Early on this beautiful July morning, while we sipped our coffee in bed, a groundhog munched her way across the yard and gray catbirds flew sorties to feed on the bright red drupes on the viburnum outside our window. For those few moments in the early morning quiet, the problems of the world were far away. Nothing in that unmowed lawn exactly recreated the Matthew Arnold moment, but I could not the avoid the sense, shared with many I believe, that the world is careening away toward a disaster of unimaginable magnitude. Measure it by MAGAturd if you like, though the bathos of Trump, the ignorance, demagoguery, greed, and elite empowerment it embraces, can’t compare to the real issues facing humankind.

Creating an exhaustive list of ongoing and future disasters would easily fill a page, but I can list my favorites, just as Brassens could sing about his favorite war. Of the issues that worry me the most are: climate change, still denied by many, unabated manmade pollution, invisible and insidious, mass extinction on a scale and in a time frame only equaled by that caused by the Chicxulub meteorite, nuclear proliferation, unreal for Americans who have never suffered the war-made destruction of Europe and Japan, widening inequality and hunger in an age of tremendous wealth and plenty, growing religious intolerance across the world, and crass, abhorrent and ultimately immoral use of military force, for questionable ends and without regard to the enormous suffering of innocents.
Arnold bemoaned the retreat of faith and sought solace in love, and nothing wrong in that, but Arnold, despite his pessimism, lived in an age of optimism when progress had come to be accepted and expected as part of the future. For me, though, the retreat I hear, the shingles on my beach, is one of faith in reason. I recently finished Stacy Schiff’s A Great Improvisation, an account of the period of Benjamin Franklin’s life as a commissioner for the American colonies in France, doing his best to secure financial and military assistance from the government of Louis XVI. Franklin’s time in Paris marked the very end of the Age of Reason, to be quickly followed by a revolution that spawned a new religion: nationalism.

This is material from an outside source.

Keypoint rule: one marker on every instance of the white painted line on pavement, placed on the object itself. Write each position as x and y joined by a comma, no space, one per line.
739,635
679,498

Since Franklin’s time, nationalism and traditional religions have competed with reason for the minds and hearts of men. One can only hope–and pray–that the actions of men will be tempered by a proper mixture of the two, and guided by some power higher than artificial intelligence. Internationalism is a powerful antidote to nationalism. Unfortunately, Americans, who have spread their culture around the globe, tend to have one of the most insular of cultural viewpoints. Xenophobia and isolationism have been with this country since its inception. Only imminent and existential threats seem to generate American involvement abroad, yet today, by any standard, Americans faced by many such threats, are remarkably complacent. Besotted by multimedia, many have lost the art of reflection.
The viburnum in my yard is native to the Northern Hemisphere including the Atlas Mountains of Morocco, and often planted in gardens in the US. The red berries are edible, but they taste bad. Some are mildly poisonous. The brillant red color is attractive, however, and the plant has a special place and meaning in Ukrainian culture.
The Russians celebrate it, too, and a popular 19th century Russian song, Kalinka, is dedicated to it. When I studied Russian in high school, the instructor used song to teach pronunciation and vocabulary as well as to break the monotonous learning of conjugations and declensions. Years later, when I have forgotten much, I still remember the verse, В саду́ я́года-мали́нка, мали́нка моя́, My beautiful berries in my garden.
Beautiful though they are, the catbird and the berries can’t keep the images of dead and starving innocents long out of my mind. My old college friend, Jim A, thinks that a consensus on climate change might help humanity share the important values that everyone has in common, and, perhaps it will as the effects of climate change become undeniable in spite of the misinformation spread for years by the fossil fuel industries. I hope so.